C-Spine can be cleared when:
·      Oriented to person, place, time, and event
·      No intoxication
·      No posterior midline cervical tenderness
·      No focal neurological deficits
·      No painful distracting injuries (so that patient neglects to recognize pain from neck).



Management of cord injury
·      Immobilize
·      DRABC
·      Treat neurogenic/spinal shock (maintain systolic BP > 100)
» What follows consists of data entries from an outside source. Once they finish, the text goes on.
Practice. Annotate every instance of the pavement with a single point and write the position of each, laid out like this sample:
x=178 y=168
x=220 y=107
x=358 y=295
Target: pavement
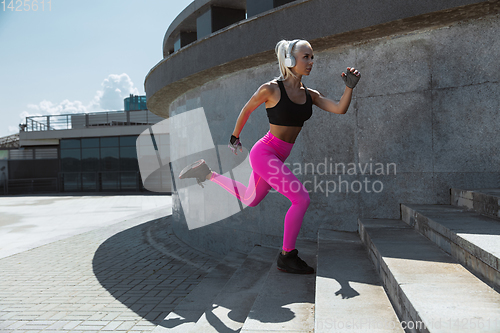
x=92 y=263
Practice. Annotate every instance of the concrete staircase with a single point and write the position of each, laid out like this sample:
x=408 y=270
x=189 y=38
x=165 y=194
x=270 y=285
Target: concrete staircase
x=435 y=270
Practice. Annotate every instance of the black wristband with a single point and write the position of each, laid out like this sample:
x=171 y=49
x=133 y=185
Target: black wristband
x=233 y=139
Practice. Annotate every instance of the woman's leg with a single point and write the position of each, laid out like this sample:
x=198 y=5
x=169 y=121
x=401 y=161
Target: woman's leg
x=278 y=176
x=251 y=196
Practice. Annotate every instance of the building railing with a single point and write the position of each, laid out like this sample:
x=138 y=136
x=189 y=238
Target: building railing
x=85 y=120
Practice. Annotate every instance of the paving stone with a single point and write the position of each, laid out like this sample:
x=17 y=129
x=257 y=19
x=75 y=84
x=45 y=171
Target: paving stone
x=108 y=279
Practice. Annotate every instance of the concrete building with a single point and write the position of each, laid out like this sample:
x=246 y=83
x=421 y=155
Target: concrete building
x=85 y=152
x=421 y=121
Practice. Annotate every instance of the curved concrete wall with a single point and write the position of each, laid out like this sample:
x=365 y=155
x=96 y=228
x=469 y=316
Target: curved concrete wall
x=427 y=102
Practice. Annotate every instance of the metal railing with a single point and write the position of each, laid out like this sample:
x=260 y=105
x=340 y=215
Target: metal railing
x=85 y=120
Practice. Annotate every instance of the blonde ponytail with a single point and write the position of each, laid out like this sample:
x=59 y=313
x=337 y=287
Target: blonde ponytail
x=280 y=50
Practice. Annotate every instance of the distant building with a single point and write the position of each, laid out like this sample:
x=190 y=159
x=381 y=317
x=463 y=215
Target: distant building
x=85 y=152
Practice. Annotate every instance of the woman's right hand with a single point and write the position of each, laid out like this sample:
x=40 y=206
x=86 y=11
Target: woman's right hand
x=234 y=144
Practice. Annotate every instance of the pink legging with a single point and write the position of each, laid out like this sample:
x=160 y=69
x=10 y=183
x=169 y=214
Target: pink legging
x=267 y=159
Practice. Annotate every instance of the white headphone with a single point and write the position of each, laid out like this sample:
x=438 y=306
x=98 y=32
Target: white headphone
x=289 y=58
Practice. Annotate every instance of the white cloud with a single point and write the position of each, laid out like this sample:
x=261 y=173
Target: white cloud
x=114 y=89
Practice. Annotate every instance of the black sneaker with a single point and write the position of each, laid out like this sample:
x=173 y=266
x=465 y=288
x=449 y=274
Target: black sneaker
x=291 y=263
x=198 y=170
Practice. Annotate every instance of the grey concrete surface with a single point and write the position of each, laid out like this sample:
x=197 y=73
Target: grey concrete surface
x=191 y=308
x=27 y=222
x=472 y=239
x=435 y=125
x=231 y=306
x=483 y=201
x=425 y=284
x=350 y=296
x=123 y=277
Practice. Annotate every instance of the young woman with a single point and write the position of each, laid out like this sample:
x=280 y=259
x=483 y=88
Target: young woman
x=288 y=104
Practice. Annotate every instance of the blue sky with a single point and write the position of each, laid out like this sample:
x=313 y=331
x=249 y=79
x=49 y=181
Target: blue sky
x=80 y=56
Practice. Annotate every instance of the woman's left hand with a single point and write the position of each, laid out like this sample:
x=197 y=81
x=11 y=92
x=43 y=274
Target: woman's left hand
x=352 y=77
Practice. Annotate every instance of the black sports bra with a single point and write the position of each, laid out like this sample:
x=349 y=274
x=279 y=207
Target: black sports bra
x=288 y=113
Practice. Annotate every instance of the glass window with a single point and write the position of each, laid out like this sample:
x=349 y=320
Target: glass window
x=90 y=159
x=90 y=143
x=128 y=141
x=71 y=182
x=109 y=142
x=70 y=160
x=89 y=181
x=129 y=180
x=109 y=159
x=70 y=143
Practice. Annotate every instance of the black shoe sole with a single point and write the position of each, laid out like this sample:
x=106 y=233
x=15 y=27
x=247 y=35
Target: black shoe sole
x=294 y=271
x=186 y=171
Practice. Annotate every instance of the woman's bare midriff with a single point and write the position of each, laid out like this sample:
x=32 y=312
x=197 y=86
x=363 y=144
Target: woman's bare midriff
x=285 y=133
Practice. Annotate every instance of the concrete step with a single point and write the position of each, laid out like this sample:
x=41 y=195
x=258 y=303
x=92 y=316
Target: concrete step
x=191 y=308
x=286 y=301
x=425 y=284
x=482 y=201
x=472 y=239
x=350 y=296
x=230 y=308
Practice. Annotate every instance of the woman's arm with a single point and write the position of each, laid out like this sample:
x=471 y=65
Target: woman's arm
x=260 y=96
x=342 y=106
x=331 y=106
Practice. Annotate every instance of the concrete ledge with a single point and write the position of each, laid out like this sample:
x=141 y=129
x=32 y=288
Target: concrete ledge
x=482 y=201
x=425 y=284
x=472 y=239
x=235 y=48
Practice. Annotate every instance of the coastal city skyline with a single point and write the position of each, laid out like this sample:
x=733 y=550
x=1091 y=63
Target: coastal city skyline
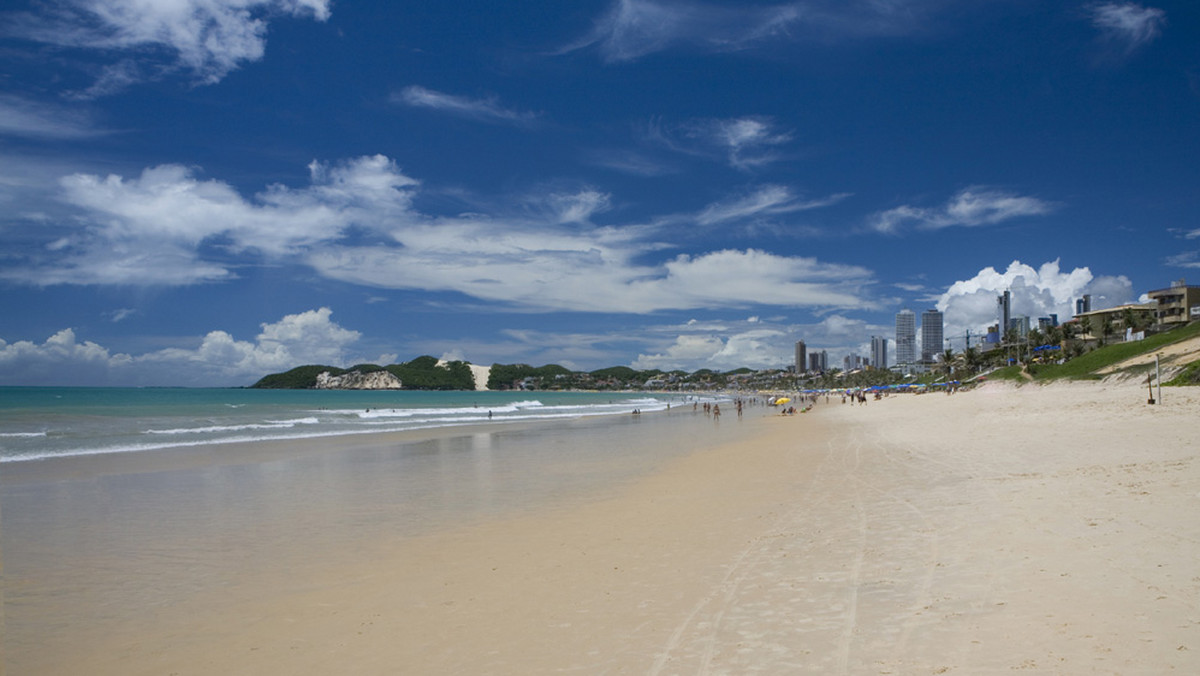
x=199 y=193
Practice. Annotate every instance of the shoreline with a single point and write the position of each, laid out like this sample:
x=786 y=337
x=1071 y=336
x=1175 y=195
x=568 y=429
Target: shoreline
x=979 y=532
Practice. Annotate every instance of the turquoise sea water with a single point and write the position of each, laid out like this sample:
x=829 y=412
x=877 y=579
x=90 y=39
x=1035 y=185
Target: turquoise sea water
x=41 y=423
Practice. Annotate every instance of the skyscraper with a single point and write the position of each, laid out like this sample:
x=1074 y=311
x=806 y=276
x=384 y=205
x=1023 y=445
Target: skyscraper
x=880 y=352
x=906 y=336
x=1003 y=312
x=930 y=335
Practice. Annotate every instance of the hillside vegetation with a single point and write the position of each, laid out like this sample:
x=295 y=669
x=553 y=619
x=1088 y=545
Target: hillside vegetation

·      NG tube and Foley catheter
·      High dose steroids (methylprednisolone 30mg/kg bolus, then 5.4mg/kg/h drip within 6~8 h after injury) is controversial and recently has less support
·      Complete imaging of spine and consult spine service if available
·      Continually assess high cord injuries as edema can travel up cord
·      If there is cervical cord injury, watch out for respiratory insufficiency
o   Low cervical transection (C5~T1) produces abdominal breathing (phrenic innervation of diaphragm still intact).
o   High cervical injury (C4 and above) may require intubation and ventilation

·      Supportive treatment: warm blanket, Trendelenburg position (the body is laid supine with the feet higher than the head by 15-30 degrees), volume infusion, consider vasopressors.